King pencha la tête sur le côté et son sourire moqueur apparut enfin.

— "Le seigneur Katakuri ne veut pas être dérangé pendant qu'il s'entretient avec le dieu de la guerre" répéta-t-il avec exactitude, une phrase qu'on lui avait certainement servie à plusieurs reprises pour justifier ses absences. Je sais reconnaître un gros bobard quand j'en entends un.

Katakuri rougit malgré lui. Il se sentait parfaitement idiot, évidemment qu'il n'avait pas gobé le mensonge. Il n'était pas un homme impressionnable ou naïf, ni quelqu'un que ça arrangeait bien de le voir se planquer de son propre chef.

— Et puis...

Il contempla tous ses accessoires avec un regard admiratif.

— C'est beaucoup trop précis comme installation pour être improvisé.

Il eut encore plus honte que King soit témoin de ça. Il n'avait pas l'air de se rendre compte qu'il venait de voir ce que Katakuri s'était toujours évertué à cacher au reste du monde. C'était tellement intime et donc tellement humiliant d'être aussi exposé. Sans le vouloir, il avait donné à King un aperçu de son âme et il ne savait pas par quel miracle il ne faisait pas encore une crise de panique.

Qu'est-ce qu'il pouvait bien penser à cet instant ? Lui, l'homme lige du monstre Kaido et son équipage de bêtes sanguinaires, face au fils timide et complexé de l'abominable Linlin ? Son sang froid légendaire ne tenait plus dans une situation comme celle-là. Il était incapable de ne pas regarder par terre, comme quand il était gamin et qu'on le prenait en faute.

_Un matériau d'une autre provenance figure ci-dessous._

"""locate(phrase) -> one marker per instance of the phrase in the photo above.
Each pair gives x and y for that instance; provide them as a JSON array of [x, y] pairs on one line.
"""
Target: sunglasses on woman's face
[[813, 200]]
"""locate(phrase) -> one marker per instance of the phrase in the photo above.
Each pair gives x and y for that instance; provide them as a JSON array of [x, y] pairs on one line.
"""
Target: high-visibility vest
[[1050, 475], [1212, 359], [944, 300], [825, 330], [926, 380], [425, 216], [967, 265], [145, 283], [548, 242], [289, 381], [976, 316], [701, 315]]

King sembla s'en rendre compte. Et heureusement pour la dignité de Katakuri, il ne prenait aucun plaisir à le voir mal à l'aise.

— Je te laisse tranquille.

Il s'éloigna tranquillement et Katakuri se demanda d'où lui venait cette envie incompréhensible de le voir rester.

— Euh ! S'exclama-t-il pour le stopper encore une fois, sans avoir la moindre idée de ce ce qu'il faisait. T'es pas obligé de partir. Tu ne pouvais pas savoir que j'étais là et maintenant que tu m'as vu...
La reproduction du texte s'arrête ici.